Industrial property now makes up 10.3% of the real estate investment market, up from 9.5% in 2013, with the UK capturing the lion’s share of investment, at €3.5 bn.
The Nordics performed particularly well in H1 2014, with €878 mln invested into the region, an almost 50% increase on H2 2013. The region began the year well with the highest quarterly total since 2007 in Q1 2014 and continues to attract large amounts of capital with high value sales, including a transaction of over €200 mln in Sweden in the second quarter of 2014.

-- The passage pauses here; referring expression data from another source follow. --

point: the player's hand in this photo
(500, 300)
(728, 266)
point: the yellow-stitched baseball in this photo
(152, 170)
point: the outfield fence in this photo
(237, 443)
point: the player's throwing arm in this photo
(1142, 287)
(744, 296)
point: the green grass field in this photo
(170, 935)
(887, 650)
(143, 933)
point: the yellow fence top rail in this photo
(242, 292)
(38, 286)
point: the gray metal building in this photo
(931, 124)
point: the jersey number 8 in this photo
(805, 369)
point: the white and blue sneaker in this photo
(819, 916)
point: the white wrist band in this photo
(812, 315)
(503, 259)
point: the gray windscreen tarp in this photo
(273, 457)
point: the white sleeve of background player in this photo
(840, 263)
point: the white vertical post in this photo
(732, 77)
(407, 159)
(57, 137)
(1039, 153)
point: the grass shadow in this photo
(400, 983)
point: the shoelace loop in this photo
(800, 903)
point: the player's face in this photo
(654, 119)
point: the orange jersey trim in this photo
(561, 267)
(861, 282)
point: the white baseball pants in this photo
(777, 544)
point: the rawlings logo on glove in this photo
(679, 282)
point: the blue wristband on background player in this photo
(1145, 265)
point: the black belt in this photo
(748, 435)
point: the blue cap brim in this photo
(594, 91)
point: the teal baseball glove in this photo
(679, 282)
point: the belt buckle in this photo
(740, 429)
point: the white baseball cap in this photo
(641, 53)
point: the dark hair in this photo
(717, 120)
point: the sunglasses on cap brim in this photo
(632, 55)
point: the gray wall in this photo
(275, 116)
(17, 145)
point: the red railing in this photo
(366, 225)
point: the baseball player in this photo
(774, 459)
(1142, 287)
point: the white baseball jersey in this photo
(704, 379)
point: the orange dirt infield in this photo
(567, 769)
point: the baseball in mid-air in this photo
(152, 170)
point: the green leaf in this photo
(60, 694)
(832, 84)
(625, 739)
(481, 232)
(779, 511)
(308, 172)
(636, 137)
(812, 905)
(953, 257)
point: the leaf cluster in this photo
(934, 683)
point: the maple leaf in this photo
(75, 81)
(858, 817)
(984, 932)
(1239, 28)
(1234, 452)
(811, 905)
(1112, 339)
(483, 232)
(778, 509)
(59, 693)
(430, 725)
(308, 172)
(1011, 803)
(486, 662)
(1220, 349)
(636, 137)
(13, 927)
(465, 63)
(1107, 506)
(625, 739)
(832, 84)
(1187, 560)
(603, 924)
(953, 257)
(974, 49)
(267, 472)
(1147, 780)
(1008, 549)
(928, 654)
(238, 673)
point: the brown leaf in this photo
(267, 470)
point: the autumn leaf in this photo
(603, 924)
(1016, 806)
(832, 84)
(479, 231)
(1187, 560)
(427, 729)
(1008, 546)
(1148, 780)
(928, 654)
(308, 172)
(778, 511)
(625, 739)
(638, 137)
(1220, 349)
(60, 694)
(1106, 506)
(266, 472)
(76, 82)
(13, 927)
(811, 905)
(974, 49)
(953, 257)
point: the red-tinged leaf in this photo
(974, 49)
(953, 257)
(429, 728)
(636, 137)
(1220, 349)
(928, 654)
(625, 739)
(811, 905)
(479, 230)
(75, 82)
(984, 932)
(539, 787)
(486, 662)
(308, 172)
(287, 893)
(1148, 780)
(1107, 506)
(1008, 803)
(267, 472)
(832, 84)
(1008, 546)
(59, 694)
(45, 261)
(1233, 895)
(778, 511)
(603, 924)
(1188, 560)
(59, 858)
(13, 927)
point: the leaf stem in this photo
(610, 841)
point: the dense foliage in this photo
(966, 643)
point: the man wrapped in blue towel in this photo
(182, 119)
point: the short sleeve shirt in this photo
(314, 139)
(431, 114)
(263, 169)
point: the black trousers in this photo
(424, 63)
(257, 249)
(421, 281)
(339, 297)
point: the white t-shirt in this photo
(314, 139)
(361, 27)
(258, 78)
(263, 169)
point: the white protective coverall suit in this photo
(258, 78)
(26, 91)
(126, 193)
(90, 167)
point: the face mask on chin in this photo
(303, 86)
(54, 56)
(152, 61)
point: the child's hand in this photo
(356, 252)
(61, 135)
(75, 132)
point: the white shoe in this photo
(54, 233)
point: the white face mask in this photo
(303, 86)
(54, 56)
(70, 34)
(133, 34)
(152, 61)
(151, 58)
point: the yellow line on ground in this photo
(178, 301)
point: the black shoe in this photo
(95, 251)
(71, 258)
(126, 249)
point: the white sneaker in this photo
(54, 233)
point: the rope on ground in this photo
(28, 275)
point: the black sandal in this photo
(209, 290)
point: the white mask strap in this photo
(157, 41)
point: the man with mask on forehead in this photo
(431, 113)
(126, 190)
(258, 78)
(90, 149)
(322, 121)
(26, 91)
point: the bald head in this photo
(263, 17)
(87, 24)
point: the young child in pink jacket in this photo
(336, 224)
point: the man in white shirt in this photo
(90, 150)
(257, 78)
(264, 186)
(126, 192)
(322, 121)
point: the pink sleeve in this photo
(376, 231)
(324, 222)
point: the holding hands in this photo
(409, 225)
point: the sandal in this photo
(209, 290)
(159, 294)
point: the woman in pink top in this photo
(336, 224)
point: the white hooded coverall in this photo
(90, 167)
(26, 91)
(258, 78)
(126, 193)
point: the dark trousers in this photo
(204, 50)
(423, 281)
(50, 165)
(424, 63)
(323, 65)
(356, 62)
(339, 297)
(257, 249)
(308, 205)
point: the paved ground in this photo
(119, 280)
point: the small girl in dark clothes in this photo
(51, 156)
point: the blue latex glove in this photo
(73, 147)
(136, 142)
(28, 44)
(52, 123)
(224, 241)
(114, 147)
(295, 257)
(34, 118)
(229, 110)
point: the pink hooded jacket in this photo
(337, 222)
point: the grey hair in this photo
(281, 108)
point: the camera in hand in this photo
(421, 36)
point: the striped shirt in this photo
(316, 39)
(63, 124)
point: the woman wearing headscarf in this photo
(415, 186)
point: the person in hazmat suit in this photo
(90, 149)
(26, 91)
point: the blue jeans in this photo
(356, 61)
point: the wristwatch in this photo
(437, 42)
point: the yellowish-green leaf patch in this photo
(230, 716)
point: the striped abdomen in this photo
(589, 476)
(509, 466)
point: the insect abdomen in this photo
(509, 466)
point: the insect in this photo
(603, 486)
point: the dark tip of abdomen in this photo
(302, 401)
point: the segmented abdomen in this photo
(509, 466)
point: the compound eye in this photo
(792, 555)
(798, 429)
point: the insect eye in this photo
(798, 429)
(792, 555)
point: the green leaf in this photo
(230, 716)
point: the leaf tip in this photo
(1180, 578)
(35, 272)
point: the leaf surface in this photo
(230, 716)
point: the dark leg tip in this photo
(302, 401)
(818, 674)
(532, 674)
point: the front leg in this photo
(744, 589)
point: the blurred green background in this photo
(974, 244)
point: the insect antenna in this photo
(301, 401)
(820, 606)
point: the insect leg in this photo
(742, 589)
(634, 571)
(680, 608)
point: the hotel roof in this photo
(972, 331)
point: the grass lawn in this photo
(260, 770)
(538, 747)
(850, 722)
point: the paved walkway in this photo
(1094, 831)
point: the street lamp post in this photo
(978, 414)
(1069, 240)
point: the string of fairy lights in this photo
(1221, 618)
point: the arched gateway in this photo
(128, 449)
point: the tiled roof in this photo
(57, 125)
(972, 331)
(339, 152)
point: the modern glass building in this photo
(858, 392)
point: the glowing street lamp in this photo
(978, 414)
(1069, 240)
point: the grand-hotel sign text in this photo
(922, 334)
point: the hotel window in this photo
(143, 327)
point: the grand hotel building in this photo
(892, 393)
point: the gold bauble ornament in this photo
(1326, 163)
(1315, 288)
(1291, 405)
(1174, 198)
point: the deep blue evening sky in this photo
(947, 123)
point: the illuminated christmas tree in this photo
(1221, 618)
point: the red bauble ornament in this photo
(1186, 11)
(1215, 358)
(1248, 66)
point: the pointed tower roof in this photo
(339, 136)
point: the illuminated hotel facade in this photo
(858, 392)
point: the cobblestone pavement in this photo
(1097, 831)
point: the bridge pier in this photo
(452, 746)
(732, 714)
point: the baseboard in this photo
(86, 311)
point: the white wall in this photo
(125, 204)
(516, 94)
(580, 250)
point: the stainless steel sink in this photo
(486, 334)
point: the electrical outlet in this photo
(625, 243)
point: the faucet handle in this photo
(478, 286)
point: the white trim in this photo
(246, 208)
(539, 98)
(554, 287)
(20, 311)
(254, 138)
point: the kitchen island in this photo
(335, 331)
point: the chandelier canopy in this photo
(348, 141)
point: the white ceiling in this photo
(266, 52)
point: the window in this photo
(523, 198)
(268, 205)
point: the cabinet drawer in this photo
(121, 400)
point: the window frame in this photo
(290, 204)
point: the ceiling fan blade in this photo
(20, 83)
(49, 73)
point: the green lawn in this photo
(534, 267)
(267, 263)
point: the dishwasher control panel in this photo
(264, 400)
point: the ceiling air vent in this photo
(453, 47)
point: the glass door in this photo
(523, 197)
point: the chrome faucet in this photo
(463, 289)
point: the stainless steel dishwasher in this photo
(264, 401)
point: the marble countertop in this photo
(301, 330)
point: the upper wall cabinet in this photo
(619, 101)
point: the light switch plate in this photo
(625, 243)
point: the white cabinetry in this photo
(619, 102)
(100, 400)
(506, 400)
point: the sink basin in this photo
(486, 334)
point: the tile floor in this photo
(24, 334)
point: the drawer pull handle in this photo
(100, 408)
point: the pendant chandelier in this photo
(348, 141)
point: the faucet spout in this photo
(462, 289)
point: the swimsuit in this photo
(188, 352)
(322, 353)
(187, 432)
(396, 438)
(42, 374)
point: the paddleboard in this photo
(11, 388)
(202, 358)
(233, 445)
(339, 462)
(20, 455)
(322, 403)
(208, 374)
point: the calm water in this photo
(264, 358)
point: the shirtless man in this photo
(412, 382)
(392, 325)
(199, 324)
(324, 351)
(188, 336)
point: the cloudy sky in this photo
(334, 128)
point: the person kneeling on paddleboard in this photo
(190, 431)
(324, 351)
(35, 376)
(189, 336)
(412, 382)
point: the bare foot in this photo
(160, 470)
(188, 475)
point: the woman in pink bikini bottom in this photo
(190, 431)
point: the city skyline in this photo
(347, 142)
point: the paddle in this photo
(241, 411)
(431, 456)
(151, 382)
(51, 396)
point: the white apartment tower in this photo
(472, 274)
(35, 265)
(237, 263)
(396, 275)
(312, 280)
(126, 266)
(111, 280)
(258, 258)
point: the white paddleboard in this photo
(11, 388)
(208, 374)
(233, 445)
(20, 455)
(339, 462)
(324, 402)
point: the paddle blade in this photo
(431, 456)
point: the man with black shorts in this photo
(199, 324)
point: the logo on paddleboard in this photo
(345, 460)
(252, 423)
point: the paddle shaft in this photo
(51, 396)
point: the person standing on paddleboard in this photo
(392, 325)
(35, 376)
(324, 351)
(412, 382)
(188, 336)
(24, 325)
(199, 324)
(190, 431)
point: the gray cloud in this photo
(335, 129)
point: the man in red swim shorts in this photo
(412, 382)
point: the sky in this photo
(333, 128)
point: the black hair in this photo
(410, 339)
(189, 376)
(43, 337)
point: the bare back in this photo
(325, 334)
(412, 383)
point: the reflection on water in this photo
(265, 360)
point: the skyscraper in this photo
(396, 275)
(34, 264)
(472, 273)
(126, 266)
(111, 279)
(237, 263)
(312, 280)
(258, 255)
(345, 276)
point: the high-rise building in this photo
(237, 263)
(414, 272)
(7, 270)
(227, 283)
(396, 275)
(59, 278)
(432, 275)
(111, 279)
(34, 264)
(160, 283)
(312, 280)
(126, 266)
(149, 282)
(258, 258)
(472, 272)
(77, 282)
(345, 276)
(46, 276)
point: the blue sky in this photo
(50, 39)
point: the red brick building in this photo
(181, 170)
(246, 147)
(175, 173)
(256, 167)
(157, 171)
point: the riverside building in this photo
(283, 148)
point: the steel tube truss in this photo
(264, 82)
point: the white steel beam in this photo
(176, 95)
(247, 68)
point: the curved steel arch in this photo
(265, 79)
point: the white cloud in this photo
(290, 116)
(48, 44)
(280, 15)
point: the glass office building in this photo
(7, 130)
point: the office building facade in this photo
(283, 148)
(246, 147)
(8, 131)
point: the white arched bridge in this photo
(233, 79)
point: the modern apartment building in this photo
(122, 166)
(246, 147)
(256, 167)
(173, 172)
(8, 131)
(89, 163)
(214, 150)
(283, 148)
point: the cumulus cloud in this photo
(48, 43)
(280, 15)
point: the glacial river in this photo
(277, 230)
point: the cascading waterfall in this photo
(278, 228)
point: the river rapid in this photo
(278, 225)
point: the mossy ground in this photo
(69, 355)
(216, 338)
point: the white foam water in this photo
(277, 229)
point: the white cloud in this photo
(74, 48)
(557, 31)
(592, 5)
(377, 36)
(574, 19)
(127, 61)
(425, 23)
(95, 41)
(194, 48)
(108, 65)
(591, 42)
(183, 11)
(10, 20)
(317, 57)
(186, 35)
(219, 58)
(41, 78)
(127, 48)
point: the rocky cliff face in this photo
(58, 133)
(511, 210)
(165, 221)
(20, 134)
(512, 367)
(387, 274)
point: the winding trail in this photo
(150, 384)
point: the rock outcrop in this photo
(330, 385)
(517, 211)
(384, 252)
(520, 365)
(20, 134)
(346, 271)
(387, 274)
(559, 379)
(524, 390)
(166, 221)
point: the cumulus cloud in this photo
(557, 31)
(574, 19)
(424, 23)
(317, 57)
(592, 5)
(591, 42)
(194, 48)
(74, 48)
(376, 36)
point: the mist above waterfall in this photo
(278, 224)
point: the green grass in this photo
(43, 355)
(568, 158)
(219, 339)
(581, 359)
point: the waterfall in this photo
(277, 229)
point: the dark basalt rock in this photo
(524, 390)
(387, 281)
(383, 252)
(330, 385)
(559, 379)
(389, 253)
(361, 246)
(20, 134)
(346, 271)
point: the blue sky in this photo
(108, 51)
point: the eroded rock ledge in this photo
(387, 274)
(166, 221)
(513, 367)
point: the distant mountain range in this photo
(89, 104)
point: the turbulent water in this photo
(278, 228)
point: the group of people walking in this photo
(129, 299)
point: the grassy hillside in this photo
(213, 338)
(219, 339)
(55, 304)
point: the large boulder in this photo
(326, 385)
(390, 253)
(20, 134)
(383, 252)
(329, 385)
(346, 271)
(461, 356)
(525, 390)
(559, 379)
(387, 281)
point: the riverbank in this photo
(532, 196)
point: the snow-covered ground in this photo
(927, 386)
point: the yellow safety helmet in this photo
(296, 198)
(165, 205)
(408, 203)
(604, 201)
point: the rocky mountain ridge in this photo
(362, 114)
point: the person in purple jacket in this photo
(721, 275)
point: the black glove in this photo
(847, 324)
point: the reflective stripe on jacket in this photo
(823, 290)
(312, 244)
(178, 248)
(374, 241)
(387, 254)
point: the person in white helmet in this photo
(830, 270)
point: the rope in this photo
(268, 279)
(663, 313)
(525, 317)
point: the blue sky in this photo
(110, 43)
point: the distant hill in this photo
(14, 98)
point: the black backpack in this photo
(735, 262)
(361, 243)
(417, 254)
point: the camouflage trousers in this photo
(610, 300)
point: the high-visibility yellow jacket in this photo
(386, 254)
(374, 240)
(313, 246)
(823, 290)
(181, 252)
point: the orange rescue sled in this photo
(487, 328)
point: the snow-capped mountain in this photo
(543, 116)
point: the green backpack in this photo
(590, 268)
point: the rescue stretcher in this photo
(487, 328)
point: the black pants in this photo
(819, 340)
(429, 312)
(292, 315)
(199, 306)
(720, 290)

'The industrial sector’s continued growth in terms of both total investment and percentage of market share reaffirms its position as the sector which can generate attractive sustainable long-term income returns, while also benefitting from capital growth along with the rest of the market,' commented James Markby, head of EMEA industrial and logistics investment at CBRE. 'Many institutions are just beginning to allocate capital to the sector, and those that are already participating are looking for further increases.'
On the occupational side, industrial take-up rose across most countries in the first half of the year. Demand for warehouse space in core EMEA countries increased 42% year-on-year. Paris, Milan and Budapest saw the strongest improvements in leasing activity, followed closely by Dublin and Amsterdam.